Re: [Question] CoW on VM_PFNMAP vma during write fault

From: David Hildenbrand
Date: Tue Feb 27 2024 - 08:00:25 EST


On 27.02.24 13:28, Wupeng Ma wrote:
We find that a warn will be produced during our test, the detail log is
shown in the end.

The core problem of this warn is that the first pfn of this pfnmap vma is
cleared during memory-failure. Digging into the source we find that this
problem can be triggered as following:

// mmap with MAP_PRIVATE and specific fd which hook mmap
mmap(MAP_PRIVATE, fd)
__mmap_region
remap_pfn_range
// set vma with pfnmap and the prot of pte is read only


Okay, so we get a MAP_PRIVATE VM_PFNMAP I assume.

What fd is that exactly? Often, we disallow private mappings in the mmap() callback (for a good reason).
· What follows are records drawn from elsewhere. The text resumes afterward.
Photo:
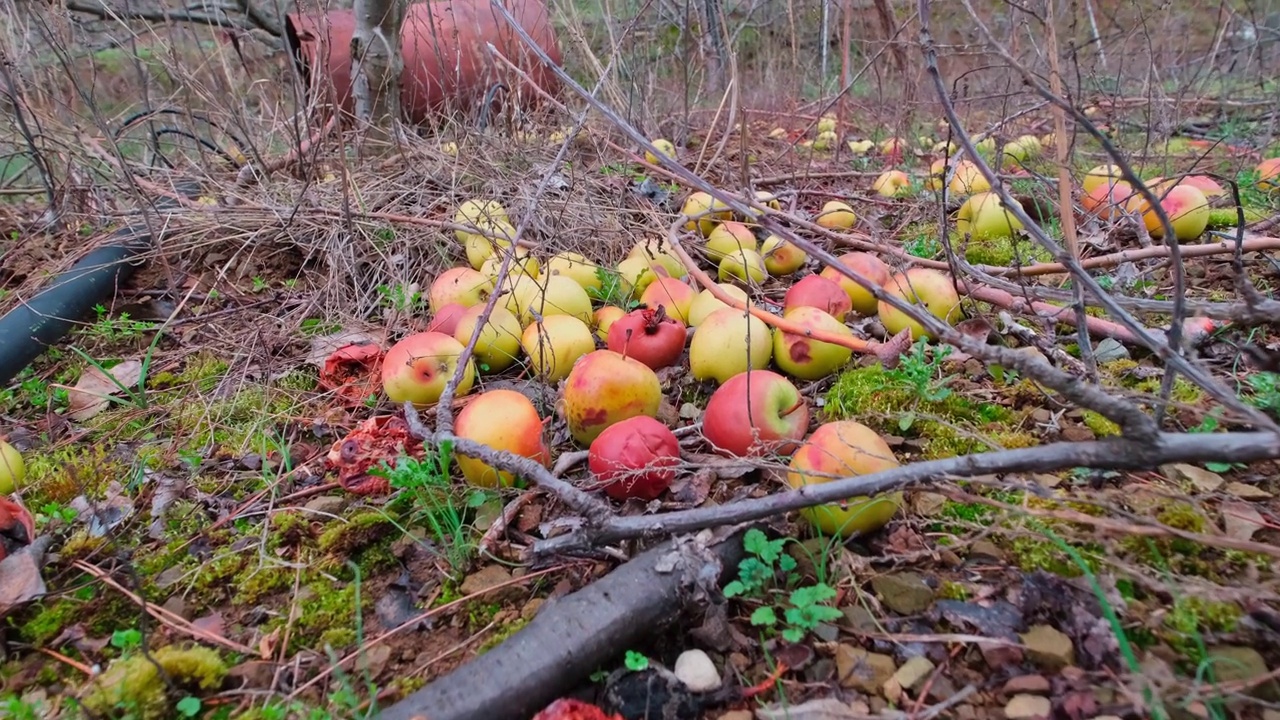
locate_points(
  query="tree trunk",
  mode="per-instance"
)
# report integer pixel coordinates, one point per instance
(376, 65)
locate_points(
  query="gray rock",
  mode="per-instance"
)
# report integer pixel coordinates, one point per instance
(696, 670)
(862, 670)
(905, 593)
(1048, 648)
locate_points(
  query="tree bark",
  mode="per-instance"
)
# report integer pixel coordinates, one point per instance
(376, 65)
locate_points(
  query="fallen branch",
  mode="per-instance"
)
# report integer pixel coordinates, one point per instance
(1112, 454)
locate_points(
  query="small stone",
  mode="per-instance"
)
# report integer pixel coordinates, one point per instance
(1200, 478)
(696, 670)
(1028, 707)
(327, 505)
(862, 670)
(905, 593)
(1027, 684)
(1246, 491)
(177, 606)
(484, 579)
(1048, 648)
(913, 673)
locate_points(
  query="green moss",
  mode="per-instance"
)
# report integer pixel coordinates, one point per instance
(135, 688)
(1100, 425)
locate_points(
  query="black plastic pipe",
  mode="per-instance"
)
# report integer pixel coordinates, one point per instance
(30, 328)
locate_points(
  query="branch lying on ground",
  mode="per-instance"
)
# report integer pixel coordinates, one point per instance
(1116, 454)
(1166, 351)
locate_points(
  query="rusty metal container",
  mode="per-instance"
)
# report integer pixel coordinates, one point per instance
(443, 42)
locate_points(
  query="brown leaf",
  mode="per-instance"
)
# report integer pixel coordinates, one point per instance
(92, 392)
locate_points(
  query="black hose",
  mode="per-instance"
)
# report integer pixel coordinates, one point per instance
(35, 324)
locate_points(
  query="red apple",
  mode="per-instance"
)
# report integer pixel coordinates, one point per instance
(649, 336)
(606, 387)
(823, 294)
(755, 413)
(868, 267)
(417, 368)
(635, 458)
(507, 422)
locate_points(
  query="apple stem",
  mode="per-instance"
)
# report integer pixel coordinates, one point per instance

// memset this memory with trigger fault
handle_mm_fault
__handle_mm_fault
handle_pte_fault
// write fault and !pte_write(entry)
do_wp_page
wp_page_copy // this will alloc a new page with valid page struct
// for this pfnmap vma

Here we replace the mapped PFNMAP thingy by a proper anon folio.


// inject a hwpoison to the first page of this vma

I assume this is an anon folio?

madvise_inject_error
memory_failure
hwpoison_user_mappings
try_to_unmap_one
// mark this pte as invalid (hwpoison)
mmu_notifier_range_init(&range, MMU_NOTIFY_CLEAR, 0, vma, vma->vm_mm,
address, range.end);

// during unmap vma, the first pfn of this pfnmap vma is invalid
vm_mmap_pgoff
do_mmap
__do_mmap_mm
__mmap_region
__do_munmap
unmap_region
unmap_vmas
unmap_single_vma
untrack_pfn
follow_phys // pte is already invalidate, WARN_ON here

unmap_single_vma()->...->zap_pte_range() should do the right thing when calling vm_normal_page().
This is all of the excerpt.